99 times out of 100 I am a Visual Studio zealot. IMO it has been hands down the best end to end IDE for ages. Sure, it has bloated areas. There a a million little quibbles. There are the “less is more” people who argue for some of the more simplistic and light weight editors out there. I have no problem with any of those arguments. I’m simply saying that feature for feature, implementation for implementation VS pretty much gets it right. And where it doesn’t the plug-in gurus take care of business. VS typically makes it much simpler to implement challenging configurations. And those previously mentioned plug-in guys make it simple to install and use plug-ins. The result is a very, very friendly and helpful development process.
Here comes the HOWEVER… NetBeans has made major strides over the last year. I mean MAJOR strides. 6.5 is really becoming, or I probably should say now is a great IDE experience. And that brings us to the point of this post. Javascript intellisense. VS has been really weak in that area. There is finally some rudimentary support for it now. It takes a hotfix and a bunch of twiddly standing on one foot with a piece of tin foil sticking out of your left ear, waving your right hand counter-clockwise while holding your pinky thusly. This is usually what I think of using the various Java IDE’s when it comes to trying to develop a J2EE app for the various web platforms out there. It’s the programmers version of poking hot pokers in your eyes for fun and profit.
For the first time ever while using a Java oriented IDE I was truly floored by a simply awesome implementation a feature. And that would be the Javascript intellisense in NetBeans. This same setup may be in other java IDE’s, but I haven’t tried this in any of the others yet. Anyhow, take a look at this snapshot:
There are so many little things here. In the method signature line it lets us know very clearly which library the method/function is from. In the doc pop-up at the bottom it tells us which browsers are supported!! Notice the IE icon is grayed out. That’s because none of the targeted versions of IE support this capability (supposedly, but that’s a different blog post).

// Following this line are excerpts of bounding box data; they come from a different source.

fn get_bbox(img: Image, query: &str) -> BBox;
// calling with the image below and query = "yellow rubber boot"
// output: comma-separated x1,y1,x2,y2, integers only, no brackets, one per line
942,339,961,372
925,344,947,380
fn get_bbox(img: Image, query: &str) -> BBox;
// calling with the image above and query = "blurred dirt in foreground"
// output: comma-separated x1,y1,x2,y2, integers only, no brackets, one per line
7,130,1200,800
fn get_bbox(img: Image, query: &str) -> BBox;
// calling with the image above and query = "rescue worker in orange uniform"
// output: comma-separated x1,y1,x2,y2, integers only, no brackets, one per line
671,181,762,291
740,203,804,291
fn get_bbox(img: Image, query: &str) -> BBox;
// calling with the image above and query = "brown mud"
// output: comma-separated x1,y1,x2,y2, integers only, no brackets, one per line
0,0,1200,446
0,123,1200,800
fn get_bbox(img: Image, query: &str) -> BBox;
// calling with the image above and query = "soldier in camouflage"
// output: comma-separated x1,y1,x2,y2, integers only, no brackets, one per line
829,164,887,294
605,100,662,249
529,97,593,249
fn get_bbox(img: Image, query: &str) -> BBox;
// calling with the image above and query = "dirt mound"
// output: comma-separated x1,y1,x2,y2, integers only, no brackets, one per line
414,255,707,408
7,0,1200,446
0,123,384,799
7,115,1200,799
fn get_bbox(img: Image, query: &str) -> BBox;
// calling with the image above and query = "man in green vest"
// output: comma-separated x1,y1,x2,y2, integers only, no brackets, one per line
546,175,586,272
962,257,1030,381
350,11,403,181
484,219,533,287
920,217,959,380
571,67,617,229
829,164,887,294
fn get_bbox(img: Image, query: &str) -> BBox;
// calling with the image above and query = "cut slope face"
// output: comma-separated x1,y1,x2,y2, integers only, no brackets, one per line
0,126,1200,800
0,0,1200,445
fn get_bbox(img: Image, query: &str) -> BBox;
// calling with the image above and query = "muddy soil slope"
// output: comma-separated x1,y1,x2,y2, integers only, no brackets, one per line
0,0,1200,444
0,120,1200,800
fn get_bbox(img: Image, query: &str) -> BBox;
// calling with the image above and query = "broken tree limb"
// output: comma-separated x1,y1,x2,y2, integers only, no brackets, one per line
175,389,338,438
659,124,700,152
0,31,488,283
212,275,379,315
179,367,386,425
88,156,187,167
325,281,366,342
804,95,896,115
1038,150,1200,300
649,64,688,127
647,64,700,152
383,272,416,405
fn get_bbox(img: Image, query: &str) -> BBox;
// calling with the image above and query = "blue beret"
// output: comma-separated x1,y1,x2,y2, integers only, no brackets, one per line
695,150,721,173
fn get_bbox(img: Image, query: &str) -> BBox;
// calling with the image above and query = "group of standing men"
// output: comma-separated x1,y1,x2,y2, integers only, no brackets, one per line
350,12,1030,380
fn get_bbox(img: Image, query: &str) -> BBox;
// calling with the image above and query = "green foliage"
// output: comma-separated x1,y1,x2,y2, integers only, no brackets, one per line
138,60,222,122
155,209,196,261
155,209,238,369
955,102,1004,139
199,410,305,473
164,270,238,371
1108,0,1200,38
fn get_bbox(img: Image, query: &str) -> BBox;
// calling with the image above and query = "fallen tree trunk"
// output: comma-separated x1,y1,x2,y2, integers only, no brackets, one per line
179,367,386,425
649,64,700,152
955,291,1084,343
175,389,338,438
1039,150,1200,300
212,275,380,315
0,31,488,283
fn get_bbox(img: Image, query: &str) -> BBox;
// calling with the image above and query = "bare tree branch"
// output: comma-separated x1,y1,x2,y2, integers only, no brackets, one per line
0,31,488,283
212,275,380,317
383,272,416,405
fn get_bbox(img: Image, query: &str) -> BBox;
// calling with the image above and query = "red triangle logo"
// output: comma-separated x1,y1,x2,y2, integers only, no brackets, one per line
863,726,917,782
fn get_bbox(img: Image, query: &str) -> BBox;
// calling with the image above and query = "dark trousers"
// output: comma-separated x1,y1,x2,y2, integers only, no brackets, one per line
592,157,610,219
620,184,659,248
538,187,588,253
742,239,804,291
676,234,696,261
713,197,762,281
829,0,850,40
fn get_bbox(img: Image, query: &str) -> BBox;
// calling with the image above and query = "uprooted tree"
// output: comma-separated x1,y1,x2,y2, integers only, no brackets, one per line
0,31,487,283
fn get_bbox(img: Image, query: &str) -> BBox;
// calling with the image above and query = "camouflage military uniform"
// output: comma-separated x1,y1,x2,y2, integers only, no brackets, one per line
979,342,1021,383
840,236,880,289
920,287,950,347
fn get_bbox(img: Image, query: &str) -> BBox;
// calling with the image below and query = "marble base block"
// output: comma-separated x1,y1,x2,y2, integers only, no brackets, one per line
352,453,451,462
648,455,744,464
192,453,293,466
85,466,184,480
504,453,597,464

In miscellaneous options you can target which browser versions you want to validate as well as set what version of JS you want to validate. And the big key is, other than those check boxes, I didn’t have to configure a darn thing. It just worked.
I know some of you out there are just fine with VI or EMACS and think intellisense is for sissies. I bow to your superior gray matter validation and signature recognition system. I however, can’t remember Jack s### or his brother Dave for that matter. So, this kind of feature is absolute GOLD.
So, come on you VS brain trust dudes. Let’s get Javascript support corrected in VS as soon a possible.